8.Kemikler mineralleri dengelemek için parçalanır
Kemiklerimiz, organ ve kasları destekler, aynı zamanda kalsiyum seviyesini dengeler. Kemikler, sinir ve kasların çalışmasını sağlayan fosfor ve kalsiyum içerir. Eğer bu mineraller yetersizse, bazı hormonlar kemiği parçalayarak vücudun kalsiyum ihtiyacını buradan karşılar.

9.Vücut pozisyonu belleği etkiler
Anılar, çoğunlukla duyularımız vasıtası ile somutlaşır. Bir koku, bir ses insanı çocukluğuna geri götürebilir. Bağlantılar net (bisiklet zili pedal çevirdiğimiz günleri anımsatabilir) veya anlaşılmaz olabilir. 2007’de yapılan bir araştırma, geçmişinizde yaşadıklarınızı daha hızlı ve iyi hatırlayabilmek için o anki poza benzer bir pozisyonu almanız gerektiğini söylüyor.

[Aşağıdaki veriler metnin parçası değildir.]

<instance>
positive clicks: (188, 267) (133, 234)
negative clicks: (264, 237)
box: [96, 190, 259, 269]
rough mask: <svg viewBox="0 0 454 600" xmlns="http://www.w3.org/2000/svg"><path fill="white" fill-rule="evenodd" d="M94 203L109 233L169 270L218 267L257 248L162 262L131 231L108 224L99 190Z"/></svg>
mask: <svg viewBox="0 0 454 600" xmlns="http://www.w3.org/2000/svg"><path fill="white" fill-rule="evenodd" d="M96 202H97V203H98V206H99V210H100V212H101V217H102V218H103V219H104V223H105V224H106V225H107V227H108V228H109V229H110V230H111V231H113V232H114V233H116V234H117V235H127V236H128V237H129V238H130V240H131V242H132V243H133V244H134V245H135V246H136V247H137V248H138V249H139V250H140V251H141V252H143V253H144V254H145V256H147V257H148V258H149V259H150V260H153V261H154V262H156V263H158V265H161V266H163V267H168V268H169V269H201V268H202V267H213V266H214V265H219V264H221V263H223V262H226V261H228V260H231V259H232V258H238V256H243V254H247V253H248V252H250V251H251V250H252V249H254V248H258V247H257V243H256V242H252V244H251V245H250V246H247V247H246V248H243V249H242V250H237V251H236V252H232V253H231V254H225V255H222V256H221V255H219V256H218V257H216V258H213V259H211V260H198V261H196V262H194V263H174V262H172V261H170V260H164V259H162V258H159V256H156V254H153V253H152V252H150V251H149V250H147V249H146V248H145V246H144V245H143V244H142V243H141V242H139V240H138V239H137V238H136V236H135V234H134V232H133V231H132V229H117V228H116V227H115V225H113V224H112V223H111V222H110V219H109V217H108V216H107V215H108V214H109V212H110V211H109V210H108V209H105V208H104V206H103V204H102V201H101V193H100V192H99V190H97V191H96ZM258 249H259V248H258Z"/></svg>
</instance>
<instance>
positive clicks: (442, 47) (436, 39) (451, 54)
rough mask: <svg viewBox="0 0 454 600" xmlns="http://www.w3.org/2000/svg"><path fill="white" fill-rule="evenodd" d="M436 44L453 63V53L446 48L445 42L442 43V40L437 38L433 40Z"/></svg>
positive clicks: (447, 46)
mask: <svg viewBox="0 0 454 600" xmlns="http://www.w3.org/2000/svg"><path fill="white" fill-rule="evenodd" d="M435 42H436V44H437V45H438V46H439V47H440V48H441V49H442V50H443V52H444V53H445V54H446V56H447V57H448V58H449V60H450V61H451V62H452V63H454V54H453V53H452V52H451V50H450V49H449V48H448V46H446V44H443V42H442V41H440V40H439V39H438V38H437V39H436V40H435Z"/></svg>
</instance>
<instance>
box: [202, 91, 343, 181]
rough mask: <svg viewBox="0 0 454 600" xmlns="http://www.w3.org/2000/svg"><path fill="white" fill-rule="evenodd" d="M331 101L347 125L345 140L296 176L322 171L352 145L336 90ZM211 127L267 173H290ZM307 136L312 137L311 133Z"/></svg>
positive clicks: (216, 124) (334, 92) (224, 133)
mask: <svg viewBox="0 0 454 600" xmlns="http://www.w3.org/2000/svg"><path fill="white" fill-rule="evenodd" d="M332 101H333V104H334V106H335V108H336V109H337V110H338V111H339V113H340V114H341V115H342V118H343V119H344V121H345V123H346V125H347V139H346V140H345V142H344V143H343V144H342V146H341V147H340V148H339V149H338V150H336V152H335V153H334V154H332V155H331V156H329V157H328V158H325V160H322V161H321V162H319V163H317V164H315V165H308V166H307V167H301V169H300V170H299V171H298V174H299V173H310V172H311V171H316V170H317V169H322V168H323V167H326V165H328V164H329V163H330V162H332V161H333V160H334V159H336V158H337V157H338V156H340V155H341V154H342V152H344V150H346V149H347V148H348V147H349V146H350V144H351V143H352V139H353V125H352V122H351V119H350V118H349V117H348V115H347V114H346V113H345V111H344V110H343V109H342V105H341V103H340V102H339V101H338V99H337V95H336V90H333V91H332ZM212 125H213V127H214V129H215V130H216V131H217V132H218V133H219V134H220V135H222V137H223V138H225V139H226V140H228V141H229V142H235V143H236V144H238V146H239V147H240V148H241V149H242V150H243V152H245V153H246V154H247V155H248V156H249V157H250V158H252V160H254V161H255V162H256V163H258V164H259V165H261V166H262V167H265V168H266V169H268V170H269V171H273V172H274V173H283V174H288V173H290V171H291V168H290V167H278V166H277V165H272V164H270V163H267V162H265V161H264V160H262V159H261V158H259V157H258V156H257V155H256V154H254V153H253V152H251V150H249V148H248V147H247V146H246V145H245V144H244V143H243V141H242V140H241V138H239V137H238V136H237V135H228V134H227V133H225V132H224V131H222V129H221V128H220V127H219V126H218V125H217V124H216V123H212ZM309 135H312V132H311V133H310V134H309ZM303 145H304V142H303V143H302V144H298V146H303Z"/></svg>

10.Mide aşındırıcı sıvı salgılar
Hiçbir havaalanı güvenliğinin el koyamayacağı tehlikeli bir sıvı bulundururuz sindirim sistemimizde. Mide hücrelerimiz, sanayiide metal işlemede kullanılan hidroklorik asit adlı aşındırıcı bir sıvı salgılar. Mide duvarımızın mukus tabakası, çeliğin pas tutmasını engelleyen bu zehirli sıvının sindirim sistemimize zarar vermeden yediklerimizi öğütmemizi sağlar.